Reklama

niedziela, 13 kwietnia 2025, 15:01

Czas na miłość

W ostrzeszowskiej Bibliotece Publicznej wyjątkowe wydarzenie. 6 marca po raz pierwszy został zaprezentowany tu spektakl teatralny, świetna komedia małżeńska „Czas na Miłość” w reżyserii Karola Stępkowskiego. To jedna z wielu sztuk, które powstały w ciągu 18 lat istnienia teatru „Mam Teatr”. Na widowni niemal same panie, bo to przecież dla nich ten teatralny wieczór przygotowano, a na scenie bohaterowie przedstawienia: Anna i Paweł – małżeństwo z 25-letnim stażem, w którego związku coś zaczyna się psuć.
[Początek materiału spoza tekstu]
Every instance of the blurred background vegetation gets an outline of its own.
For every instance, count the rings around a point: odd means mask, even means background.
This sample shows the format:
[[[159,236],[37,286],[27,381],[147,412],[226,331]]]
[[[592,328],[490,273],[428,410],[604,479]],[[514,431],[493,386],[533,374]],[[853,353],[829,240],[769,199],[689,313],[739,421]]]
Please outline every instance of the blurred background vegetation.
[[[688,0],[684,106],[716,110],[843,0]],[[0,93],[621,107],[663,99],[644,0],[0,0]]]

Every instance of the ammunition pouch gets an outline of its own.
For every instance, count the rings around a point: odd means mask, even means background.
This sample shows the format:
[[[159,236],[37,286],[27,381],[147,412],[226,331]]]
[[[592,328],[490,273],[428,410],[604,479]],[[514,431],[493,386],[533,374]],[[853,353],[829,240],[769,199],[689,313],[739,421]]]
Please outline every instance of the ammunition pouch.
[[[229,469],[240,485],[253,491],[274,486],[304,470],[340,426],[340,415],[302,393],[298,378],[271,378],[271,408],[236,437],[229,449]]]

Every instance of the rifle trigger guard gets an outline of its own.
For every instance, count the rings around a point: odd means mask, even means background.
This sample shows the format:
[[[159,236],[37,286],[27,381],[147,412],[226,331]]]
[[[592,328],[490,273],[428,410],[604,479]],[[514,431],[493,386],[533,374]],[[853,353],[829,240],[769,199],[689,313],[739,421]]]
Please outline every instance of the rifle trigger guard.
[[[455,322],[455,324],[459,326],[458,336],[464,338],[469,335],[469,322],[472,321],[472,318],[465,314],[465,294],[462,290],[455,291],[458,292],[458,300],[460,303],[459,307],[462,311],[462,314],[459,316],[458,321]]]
Dzieci opuściły już rodzinne gniazdo, więc Anna chciałaby na nowo ułożyć swe relacje z mężem. Kobieta coraz mocniej odczuwa, że staje się tylko dodatkiem do mecenasowskiej kariery męża. Paweł, pan z brzuszkiem, po 50-tce, wydaje się mniej subtelny. Nienawidzi zmian, nie rozumie, co nagle może się nie podobać jego żonie. Czego chce, skoro przed laty już go uwiodła.
– Oczywiście, że ją kocham, powiedziałem jej to… w dniu ślubu – mówi w rozmowie telefonicznej. Przecież nie będzie tych samych słów powtarzał, skoro nadal obowiązują – szkoda czasu i energii.
Może nawet coś zmieniłby w swym poukładanym, nudnym życiu, ale co powiedziałaby na to jego mamusia – jedyna osoba, z którą się liczy i którą wynosi na piedestał. Przeżywa wielki szok, gdy dowiaduje się, że jego mamusia idzie się zabawić z koleżankami, a na dodatek w rozmowie z Anną nazywa go… starym dziadem. W końcu więc trzeba pójść na całość, nawet za cenę utraty prestiżu szanowanego prawnika. Dopiero wtedy okazuje się, że nawet po 25 latach związku jest czas na miłość.
Sztuka pełna lekkości, a zarazem wyrafinowana. Pokazująca dramat wypalającej się miłości w wieloletnim związku, lecz tutaj nie rozdziera się szat, co najwyżej je zdejmuje, bo scenariusz nasycony został skrzącym się dialogiem i scenkami tryskającymi humorem.
W roli małżeństwa odnajdującego na powrót, przykrytą pod stertą codziennych przyzwyczajeń miłość i namiętność, świetni aktorzy: Marzanna Graff i Aleksander Mikołajczak. Ich gra jest wielkim atutem sztuki, co zgromadzona w bibliotece publiczność doceniła, nagradzając rzęsistymi oklaskami.
– Podglądam ludzi. Bardzo często obserwuję co mówią, co robią, bo tak naprawdę nie ma bogatszej inspiracji, niż życie – mówi odtwórczyni roli Anny, zarazem autorka scenariusza do spektaklu „Czas na Miłość” – Marzanna Graff. Zresztą nie tylko tego, bo w teatrze o nazwie „MAM TEATR” granych jest 11 spektakli przez tę autorkę stworzonych. – Niektóre zeszły z afisza, inne dopiero wchodzą. Każde przedstawienie ma swoich fanów – mówi autorka. – „Czas na Miłość” zawsze dociera do ludzi, ale w maju przyjedziemy tu ze spektaklem „Pozamiatane” i – mam nadzieję – że naprawdę pozamiatamy.
Możemy być pewni, że tak rzeczywiście się stanie i z radością oczekiwać kolejnego spektaklu, który śmieszy, bawi, ale przy tym prowokuje do odrobiny refleksji.

K. Juszczak

Reklama

Ogłoszenia

Nic nie znaleziono. Brak wyników pasujących do Twojego zapytania.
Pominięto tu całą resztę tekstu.